A Business Management Case in Strategic Stock Analysis
Are you a DVD-hire junkie? Can you imagine life without a new movie every day? Or are you a multiplex die-hard? Will you come on-board when Netflix Incorporated (NASDAQ: NFLX) offers streaming video through the Internet. Do you believe in the Recreational Activities Industry stocks at all?
Hiring movies can divide the best of friends. It is not like cold fusion, nanoparticles, or plasma proteins. Everyone has an opinion about renting movies. You have to buy stocks or sell them. There is no fence-sitting when it comes to the vital matter of your entertainment.
This is the stuff of case studies. Business schools use them all the time. There are no right answers, just reasoning and discussions. Do you own NFLX stock? Tell us why or why not.
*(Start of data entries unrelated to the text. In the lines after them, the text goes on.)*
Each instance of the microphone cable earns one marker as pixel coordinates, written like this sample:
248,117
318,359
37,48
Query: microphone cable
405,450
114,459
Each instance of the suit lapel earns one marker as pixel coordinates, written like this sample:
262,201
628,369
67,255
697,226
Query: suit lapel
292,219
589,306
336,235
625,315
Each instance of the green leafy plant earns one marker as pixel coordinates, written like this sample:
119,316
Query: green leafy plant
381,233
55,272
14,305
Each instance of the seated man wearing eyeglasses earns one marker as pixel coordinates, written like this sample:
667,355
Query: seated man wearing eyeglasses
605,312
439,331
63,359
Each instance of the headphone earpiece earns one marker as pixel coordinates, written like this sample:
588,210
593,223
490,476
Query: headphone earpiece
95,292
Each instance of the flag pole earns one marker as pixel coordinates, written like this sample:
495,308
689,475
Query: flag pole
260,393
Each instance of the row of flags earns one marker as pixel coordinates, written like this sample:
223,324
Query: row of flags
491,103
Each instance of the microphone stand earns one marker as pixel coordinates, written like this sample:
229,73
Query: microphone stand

Here are some facts you can use:
- 52-week stock price range: $40.90-15.62
- Price to Earnings Ratio: over 30
- Five-year sales growth rate: more than 50%
- Five-year capital spending growth rate: almost 60%
- Trailing Twelve Months Gross Margin: 33.62
- Five-year average Return on Equity: 15.92
- Most Recent Quarter results have met market expectations
- Management expects tough conditions during the rest of 2008
- The company continues to gain new subscribers
- The company loses subscriptions as well.